De plus, je peux imaginer qu’au moins certains interviewés ont profité de l’entretien pour se créer un espace où se confier82. L’entretien est reconnu comme ayant des effets psychanalytiques (Devereux 1980). Dans ce cas-là, le manager insiste sur ce qui le contrarie dans son travail. Les oppositions que rencontrait le manager dans la réalisation de sa mission étant le point central de cette série d’entretiens, il est probable que mes interlocuteurs aient insisté sur cet aspect car ils avaient un espace de liberté pour s’exprimer. Cette hypothèse peut être renforcée par le fait qu’au début de la rencontre, je me présentais comme relativement favorable à ce genre de solution. Ils n’avaient donc pas à justifier leur action. En revanche, ils pouvaient me considérer comme une de leurs alliées. Ainsi si l’interlocuteur influençait mes questions et mes analyses, la perception qu’il avait de moi l’influençait aussi. L’entrevue est donc un processus où les deux (ou plus) interlocuteurs s’influencent l’un l’autre (Devereux 1980), ce dont je m’efforce d’être consciente dans mes analyses. J’imagine que le fait que je sois une jeune femme, issue d’une institution ayant une bonne renommée dans le milieu des affaires, mais également sans expérience en entreprise et ayant étudié un cas médiatisé de projet de la Base de la Pyramide, ont également pu influencer leur réponse.

Ensuite, les humeurs ainsi que les angoisses des deux parties influencent aussi le cours des entretiens. Afin de prendre en compte cet aspect dans mes analyses, j’ai pris le soin de noter avant et après chaque entretien, mes émotions et mon ressenti.

Le 30 juin 2010

« Rendez-vous [chez N […

Ambiance, tendue mais sans problème. Je dirais comme il faut [pour obtenir l’information. L’interlocuteur est sympa, rigole beaucoup (trop ?) [Cela me met un peu mal à l’aise. Je suis très fatiguée ce matin, ça n’aide pas.»

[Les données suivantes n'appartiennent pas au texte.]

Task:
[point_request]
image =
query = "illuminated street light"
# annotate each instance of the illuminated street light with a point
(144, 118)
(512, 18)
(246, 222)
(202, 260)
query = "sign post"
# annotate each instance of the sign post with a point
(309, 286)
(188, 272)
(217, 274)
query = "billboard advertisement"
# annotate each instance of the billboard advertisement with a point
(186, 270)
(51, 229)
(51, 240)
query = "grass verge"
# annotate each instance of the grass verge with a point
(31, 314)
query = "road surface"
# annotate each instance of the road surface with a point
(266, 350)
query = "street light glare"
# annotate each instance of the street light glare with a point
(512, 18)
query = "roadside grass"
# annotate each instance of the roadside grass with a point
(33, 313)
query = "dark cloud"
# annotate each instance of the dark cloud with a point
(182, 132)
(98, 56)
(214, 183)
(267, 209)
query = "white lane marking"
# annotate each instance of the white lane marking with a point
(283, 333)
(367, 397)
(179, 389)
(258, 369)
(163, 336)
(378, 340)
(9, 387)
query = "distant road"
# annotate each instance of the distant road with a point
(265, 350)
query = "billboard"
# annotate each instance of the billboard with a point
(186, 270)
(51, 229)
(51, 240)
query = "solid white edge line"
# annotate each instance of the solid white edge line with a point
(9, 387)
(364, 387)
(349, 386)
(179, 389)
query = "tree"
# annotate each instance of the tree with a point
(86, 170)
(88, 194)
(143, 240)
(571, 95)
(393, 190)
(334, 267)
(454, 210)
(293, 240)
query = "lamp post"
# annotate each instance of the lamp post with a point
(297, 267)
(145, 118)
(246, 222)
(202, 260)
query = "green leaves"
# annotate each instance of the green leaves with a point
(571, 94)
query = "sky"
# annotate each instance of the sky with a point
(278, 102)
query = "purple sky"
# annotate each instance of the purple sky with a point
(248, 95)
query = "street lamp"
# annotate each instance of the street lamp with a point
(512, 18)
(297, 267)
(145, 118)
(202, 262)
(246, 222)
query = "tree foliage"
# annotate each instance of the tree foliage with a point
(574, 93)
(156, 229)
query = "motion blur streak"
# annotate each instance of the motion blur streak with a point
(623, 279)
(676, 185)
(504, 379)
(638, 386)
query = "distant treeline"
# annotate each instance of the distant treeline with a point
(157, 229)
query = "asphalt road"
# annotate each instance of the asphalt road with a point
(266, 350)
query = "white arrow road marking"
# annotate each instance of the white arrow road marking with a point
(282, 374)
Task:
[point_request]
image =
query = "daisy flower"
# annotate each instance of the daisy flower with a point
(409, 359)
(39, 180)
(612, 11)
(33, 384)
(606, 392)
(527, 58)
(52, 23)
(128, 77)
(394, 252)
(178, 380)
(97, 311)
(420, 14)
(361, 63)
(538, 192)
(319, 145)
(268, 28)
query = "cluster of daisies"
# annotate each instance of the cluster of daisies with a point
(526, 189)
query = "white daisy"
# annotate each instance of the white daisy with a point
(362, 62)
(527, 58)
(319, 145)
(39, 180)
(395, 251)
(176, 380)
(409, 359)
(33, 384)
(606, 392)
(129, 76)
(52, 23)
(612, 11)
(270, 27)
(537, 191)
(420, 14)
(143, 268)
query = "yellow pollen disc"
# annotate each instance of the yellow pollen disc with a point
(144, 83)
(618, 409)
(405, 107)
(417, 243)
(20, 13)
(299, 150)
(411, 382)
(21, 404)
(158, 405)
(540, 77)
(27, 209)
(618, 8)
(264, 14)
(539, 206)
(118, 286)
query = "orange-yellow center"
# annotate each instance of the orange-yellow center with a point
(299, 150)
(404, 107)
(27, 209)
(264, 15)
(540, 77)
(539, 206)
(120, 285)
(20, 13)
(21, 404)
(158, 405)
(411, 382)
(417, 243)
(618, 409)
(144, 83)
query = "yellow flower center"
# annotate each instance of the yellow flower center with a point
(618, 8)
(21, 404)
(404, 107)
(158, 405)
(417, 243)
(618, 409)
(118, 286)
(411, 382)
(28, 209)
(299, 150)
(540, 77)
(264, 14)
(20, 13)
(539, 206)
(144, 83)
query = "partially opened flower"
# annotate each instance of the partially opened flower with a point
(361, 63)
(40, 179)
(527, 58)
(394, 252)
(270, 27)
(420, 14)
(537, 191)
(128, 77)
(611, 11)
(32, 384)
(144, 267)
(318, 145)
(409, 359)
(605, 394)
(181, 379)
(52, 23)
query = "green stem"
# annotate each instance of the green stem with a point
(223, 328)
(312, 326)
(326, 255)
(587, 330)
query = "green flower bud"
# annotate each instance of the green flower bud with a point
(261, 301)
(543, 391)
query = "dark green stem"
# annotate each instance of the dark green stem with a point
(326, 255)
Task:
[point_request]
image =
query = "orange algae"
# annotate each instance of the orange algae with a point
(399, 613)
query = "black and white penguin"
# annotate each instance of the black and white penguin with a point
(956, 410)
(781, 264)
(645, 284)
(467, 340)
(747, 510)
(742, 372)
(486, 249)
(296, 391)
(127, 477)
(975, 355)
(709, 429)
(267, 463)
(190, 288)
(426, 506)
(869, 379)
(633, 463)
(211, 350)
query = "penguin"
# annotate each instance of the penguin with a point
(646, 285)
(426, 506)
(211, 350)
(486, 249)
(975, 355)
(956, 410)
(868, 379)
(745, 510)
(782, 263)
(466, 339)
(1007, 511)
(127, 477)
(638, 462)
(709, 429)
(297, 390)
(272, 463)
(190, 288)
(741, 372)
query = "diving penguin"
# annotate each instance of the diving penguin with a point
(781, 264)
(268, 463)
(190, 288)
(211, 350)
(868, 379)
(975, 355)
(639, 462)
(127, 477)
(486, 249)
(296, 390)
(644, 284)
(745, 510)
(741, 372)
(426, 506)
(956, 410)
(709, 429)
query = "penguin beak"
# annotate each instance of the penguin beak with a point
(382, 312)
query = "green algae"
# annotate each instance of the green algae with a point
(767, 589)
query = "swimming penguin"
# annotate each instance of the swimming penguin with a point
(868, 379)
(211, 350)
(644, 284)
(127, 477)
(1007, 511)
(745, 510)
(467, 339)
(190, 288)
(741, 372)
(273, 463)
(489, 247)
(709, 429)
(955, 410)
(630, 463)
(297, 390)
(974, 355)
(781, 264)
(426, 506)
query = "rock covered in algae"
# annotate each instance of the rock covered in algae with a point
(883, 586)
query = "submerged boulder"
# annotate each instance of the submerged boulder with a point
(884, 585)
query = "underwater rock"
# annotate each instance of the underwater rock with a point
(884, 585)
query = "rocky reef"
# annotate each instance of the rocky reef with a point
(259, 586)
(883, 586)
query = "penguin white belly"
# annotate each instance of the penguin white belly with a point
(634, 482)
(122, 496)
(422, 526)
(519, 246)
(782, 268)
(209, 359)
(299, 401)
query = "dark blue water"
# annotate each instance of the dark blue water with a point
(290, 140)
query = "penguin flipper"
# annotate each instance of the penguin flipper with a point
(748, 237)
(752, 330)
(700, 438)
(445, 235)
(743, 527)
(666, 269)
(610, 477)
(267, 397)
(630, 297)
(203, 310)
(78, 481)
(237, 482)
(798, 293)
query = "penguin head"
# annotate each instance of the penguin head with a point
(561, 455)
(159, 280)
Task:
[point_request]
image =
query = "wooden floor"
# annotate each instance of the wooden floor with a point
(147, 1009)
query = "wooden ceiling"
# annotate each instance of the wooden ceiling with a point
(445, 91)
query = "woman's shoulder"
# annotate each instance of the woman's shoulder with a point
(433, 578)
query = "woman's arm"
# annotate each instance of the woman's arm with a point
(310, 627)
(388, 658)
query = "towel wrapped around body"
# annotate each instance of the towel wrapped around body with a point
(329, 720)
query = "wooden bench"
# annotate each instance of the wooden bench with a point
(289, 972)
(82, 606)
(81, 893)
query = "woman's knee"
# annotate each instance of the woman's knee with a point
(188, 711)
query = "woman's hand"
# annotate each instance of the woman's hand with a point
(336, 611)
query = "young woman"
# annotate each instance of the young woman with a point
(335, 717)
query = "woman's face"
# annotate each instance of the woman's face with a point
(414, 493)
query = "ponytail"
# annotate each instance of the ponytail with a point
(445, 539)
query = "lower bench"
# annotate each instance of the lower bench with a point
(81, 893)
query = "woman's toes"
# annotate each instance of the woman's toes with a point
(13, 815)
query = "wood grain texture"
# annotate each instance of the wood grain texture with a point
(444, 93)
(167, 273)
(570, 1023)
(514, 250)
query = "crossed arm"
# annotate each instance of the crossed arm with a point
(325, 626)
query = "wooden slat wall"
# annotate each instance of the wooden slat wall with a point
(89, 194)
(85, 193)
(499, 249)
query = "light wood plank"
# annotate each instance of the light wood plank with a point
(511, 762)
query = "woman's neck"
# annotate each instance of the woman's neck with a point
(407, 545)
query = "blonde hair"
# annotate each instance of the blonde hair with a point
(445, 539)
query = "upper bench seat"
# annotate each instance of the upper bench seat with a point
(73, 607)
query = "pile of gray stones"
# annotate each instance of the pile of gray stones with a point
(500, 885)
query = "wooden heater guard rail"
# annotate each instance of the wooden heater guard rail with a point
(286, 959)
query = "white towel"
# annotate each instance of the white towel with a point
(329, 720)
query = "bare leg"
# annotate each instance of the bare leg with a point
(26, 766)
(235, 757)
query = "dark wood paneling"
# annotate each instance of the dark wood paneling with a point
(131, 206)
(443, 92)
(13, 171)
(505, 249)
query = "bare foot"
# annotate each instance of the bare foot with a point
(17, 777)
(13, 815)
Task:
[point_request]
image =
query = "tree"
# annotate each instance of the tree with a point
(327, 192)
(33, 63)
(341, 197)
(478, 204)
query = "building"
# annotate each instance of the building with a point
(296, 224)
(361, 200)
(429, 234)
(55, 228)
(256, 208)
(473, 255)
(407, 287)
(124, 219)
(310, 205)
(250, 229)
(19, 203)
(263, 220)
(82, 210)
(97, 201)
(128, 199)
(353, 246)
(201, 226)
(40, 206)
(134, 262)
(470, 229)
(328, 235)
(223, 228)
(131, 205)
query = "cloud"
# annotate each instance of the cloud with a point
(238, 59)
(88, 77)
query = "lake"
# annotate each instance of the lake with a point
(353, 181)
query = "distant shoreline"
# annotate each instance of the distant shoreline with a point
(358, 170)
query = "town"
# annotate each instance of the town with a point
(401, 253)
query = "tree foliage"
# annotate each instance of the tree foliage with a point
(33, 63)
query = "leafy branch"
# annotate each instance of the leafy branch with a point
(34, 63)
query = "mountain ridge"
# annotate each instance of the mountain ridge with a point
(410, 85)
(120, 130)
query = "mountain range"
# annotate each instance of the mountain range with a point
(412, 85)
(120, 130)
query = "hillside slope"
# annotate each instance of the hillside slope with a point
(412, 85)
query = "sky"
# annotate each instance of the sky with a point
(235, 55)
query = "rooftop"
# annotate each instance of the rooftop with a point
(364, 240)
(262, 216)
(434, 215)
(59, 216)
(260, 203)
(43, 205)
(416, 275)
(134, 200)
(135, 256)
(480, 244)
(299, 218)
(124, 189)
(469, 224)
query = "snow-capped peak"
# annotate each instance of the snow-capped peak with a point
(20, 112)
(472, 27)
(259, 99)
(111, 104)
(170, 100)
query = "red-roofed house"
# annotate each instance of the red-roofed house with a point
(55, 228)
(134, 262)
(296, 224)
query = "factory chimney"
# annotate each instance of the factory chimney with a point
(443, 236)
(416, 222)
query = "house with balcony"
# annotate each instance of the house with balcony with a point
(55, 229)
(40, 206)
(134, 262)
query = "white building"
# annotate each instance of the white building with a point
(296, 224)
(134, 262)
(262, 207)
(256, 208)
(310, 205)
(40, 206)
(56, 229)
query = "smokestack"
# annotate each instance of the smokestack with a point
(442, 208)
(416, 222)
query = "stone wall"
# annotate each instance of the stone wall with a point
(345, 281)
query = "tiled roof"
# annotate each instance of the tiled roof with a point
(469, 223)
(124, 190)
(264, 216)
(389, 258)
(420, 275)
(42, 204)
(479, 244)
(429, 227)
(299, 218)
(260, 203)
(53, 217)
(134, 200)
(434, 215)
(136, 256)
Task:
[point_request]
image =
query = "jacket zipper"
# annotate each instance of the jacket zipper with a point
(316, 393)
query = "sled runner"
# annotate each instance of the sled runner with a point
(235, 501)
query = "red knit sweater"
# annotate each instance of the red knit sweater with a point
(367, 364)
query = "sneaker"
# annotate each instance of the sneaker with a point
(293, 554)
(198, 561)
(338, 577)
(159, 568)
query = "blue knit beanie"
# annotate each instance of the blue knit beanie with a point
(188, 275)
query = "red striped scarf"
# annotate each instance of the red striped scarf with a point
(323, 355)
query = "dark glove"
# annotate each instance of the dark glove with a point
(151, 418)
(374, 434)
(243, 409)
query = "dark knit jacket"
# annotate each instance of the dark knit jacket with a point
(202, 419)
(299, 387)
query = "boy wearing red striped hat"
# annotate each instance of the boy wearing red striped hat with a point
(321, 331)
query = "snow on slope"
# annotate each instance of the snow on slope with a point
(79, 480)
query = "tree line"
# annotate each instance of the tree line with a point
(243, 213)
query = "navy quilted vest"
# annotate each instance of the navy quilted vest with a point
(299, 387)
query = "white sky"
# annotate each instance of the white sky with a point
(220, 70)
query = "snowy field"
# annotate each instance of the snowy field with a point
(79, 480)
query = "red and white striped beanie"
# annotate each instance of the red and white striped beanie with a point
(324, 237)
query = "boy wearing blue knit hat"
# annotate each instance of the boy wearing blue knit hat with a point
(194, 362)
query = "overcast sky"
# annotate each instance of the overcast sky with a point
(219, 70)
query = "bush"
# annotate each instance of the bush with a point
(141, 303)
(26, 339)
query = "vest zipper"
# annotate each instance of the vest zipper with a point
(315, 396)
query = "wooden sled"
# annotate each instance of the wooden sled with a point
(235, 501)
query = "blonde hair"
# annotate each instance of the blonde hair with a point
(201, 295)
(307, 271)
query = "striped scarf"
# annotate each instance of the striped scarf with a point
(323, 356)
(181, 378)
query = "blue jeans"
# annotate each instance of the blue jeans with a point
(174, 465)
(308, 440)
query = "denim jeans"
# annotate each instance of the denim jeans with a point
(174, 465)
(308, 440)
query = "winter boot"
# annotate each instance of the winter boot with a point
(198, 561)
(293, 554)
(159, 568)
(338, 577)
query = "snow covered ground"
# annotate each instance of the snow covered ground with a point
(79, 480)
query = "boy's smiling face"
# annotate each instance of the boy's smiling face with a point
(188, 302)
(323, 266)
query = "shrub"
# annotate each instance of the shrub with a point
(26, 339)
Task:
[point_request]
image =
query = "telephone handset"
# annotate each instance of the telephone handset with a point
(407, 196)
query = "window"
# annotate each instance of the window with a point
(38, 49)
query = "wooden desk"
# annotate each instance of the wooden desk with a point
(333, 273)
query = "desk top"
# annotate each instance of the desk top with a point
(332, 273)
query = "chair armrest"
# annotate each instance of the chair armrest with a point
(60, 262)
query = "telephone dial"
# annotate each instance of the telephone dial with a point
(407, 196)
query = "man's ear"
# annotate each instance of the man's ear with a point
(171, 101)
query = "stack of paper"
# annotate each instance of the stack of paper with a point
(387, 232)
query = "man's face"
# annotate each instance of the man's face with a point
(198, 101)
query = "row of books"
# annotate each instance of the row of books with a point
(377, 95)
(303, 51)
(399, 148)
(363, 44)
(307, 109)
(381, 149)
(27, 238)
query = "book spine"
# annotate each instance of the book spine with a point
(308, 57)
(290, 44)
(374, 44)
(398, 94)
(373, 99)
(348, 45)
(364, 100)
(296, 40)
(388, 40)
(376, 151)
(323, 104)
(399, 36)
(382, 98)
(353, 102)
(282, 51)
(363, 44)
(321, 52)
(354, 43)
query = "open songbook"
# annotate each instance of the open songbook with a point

Extrait du journal de bord

De plus, étudier le processus d’accountability en menant des entretiens est par la nature de l’objet, délicat. Le fait de poser des questions conduit la personne interrogée à produire des comptes, pour répondre à la question. L’entretien est lui-même un processus d’accountability. Souvent lors des entretiens, l’interlocuteur vérifiait plusieurs fois si j’avais compris son propos. En d’autres termes, il s’assurait que nous étions en phase sur le sens du message qu’il souhaitait faire passer. Dans l’extrait suivant l’interlocuteur, s’assure de ma compréhension, en utilisant à plusieurs reprises le terme : « d’accord ? » :

« […] D’accord ? Donc et ça c’est essentiel, c’est vraiment une problématique business, une problématique de part de marché, d’accord ? Deuxième facteur important qu’il faut comprendre dans nos approches de la Base de la Pyramide, là on va retrouver un peu le modèle [de l’entreprise A, c’est que nous sommes sur des marchés, dans lesquels il y a une certaine « inexplorabilité », c'est-à-dire que l’on sait qu’un jour les gens porteront des lunettes et on est sur des marchés où on a relativement peu de professionnels de la vue. Notre goulot d’étranglement sur la croissance c’est ça. C’est le nombre de professionnels de la vue, formés, et qui peuvent aller faire des examens de la vue. D’accord ? »

Extrait de l’entretien de l’entreprise D Ainsi, étudier l’accountability à partir d’entretiens nécessite de dépasser le rendu des comptes entre l’interviewé et l’intervieweur pour aller au-delà de l’analyse du contenu des réponses, qui s’adressent au chercheur et être en mesure d’identifier à quelles communautés de valeurs l’intervieweur fait référence quand il propose une justification. Faire émerger de tels systèmes déontologiques nécessite d’utiliser les transcriptions d’entretiens comme base pour l’analyse de discours (Sinclair 1995).